When Bourne’s radical version of “Swan Lake” opened at Sadler’s Wells in London, with its legendary and famous male swan corps, as well as having a heroic male figure, it “changed everything.” Initially, there was some fear that audiences might not be willing to accept this new approach. One of the lead dancers in the original production thought the idea “was mad.”

The opposite turned out to be the case.

Matthew Bourne’s “Swan Lake” was a hit, and continued to be a hit, winning awards and audiences the world over. Adventures in Motion Pictures morphed into its current incarnation, New Adventures, in 2002. The first “Swan Lake” production at Sadler’s Wells garnered a Laurence Olivier Award, and would get a Tony Award on Broadway in 1999. Overall, the production has gained over 30 international awards. Obviously, these swans took flight.

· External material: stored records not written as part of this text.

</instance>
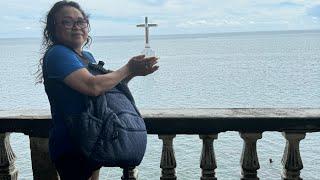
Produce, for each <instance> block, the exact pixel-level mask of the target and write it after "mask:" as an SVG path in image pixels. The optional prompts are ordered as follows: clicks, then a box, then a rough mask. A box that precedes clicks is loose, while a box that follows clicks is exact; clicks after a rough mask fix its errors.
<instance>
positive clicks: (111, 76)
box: [64, 56, 158, 96]
mask: <svg viewBox="0 0 320 180" xmlns="http://www.w3.org/2000/svg"><path fill="white" fill-rule="evenodd" d="M146 63H147V64H149V65H150V66H146V65H145V64H146ZM156 63H157V58H144V56H136V57H133V58H131V59H130V60H129V62H128V63H127V64H126V65H124V66H123V67H121V68H120V69H118V70H116V71H113V72H111V73H108V74H103V75H96V76H94V75H92V74H91V73H90V72H89V71H88V70H87V69H86V68H82V69H79V70H76V71H74V72H72V73H71V74H70V75H68V76H67V77H66V78H65V79H64V82H65V83H66V84H67V85H68V86H69V87H71V88H73V89H75V90H77V91H79V92H80V93H82V94H86V95H89V96H98V95H100V94H102V93H104V92H105V91H108V90H110V89H111V88H113V87H114V86H116V85H117V84H118V83H119V82H120V81H122V80H123V79H125V78H132V77H134V76H145V75H148V74H151V73H153V72H154V71H156V70H157V69H158V66H154V65H155V64H156Z"/></svg>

Still, “Swan Lake” and classic story ballets are, to many avid fans, ballets. This is true, but not enough for Bourne. He likes to think in terms of dance, and, beyond that, story and theater itself. His view, when you talk to him, sounds expansive, inviting. “I like to think of myself as a storyteller,” he said.

The performing arts — especially the dearly held classical forms like ballet, dance, opera and classical music — are struggling with identifying audiences, issues which are generational but also contemporary. There’s a reason, of course, that something like “Swan Lake” (and maybe there’s nothing quite like this particular “Swan Lake”) retains its popularity to the point of being iconic.

This “Swan Lake” has created a larger audience, while keeping its traditional one. You suspect that’s what Bourne is about: fearless in themes and adventuring into new territory, but glorious in discovering and locating new audiences.

“You have to find the audience and let it find you,” he says. His track record pretty much proves the point. He choreographed new productions of big musicals like Cameron Mackintosh’s versions of “Oliver” and “My Fair Lady” and has worked with all sorts of theater and dance collaborators. With New Adventures, he ventured into a production called “Play Without Words,” an unusual dance production that explored, in a very different way, the works of the old/new English playwrights and was based on Joseph Losey’s dark film “The Servants.” From clips on YouTube, the dancing, not silent or slow, was nothing less than hot. This was also true of “The Car Man” (as in “Carmen”), which had a fever tempo.

Bourne’s mind seems to run up-tempo with ideas all of the time. He loves the idea of “Swan Lake” coming to the Kennedy Center now.

He is rich in honors, including the knighthood for services to dance. “There’s that,” he says, with not entirely modest pride, as well he should. It’s right in there, with a list of uncommon and eclectic adventures, not only in motion but in imagination, like his version of “Edward Scissorhands,” for instance.

Recalling that first journey on “Swan Lake,” he mused: “I suppose I’m different, too. I’m happy in myself and what I do. I feel as if I’m home.”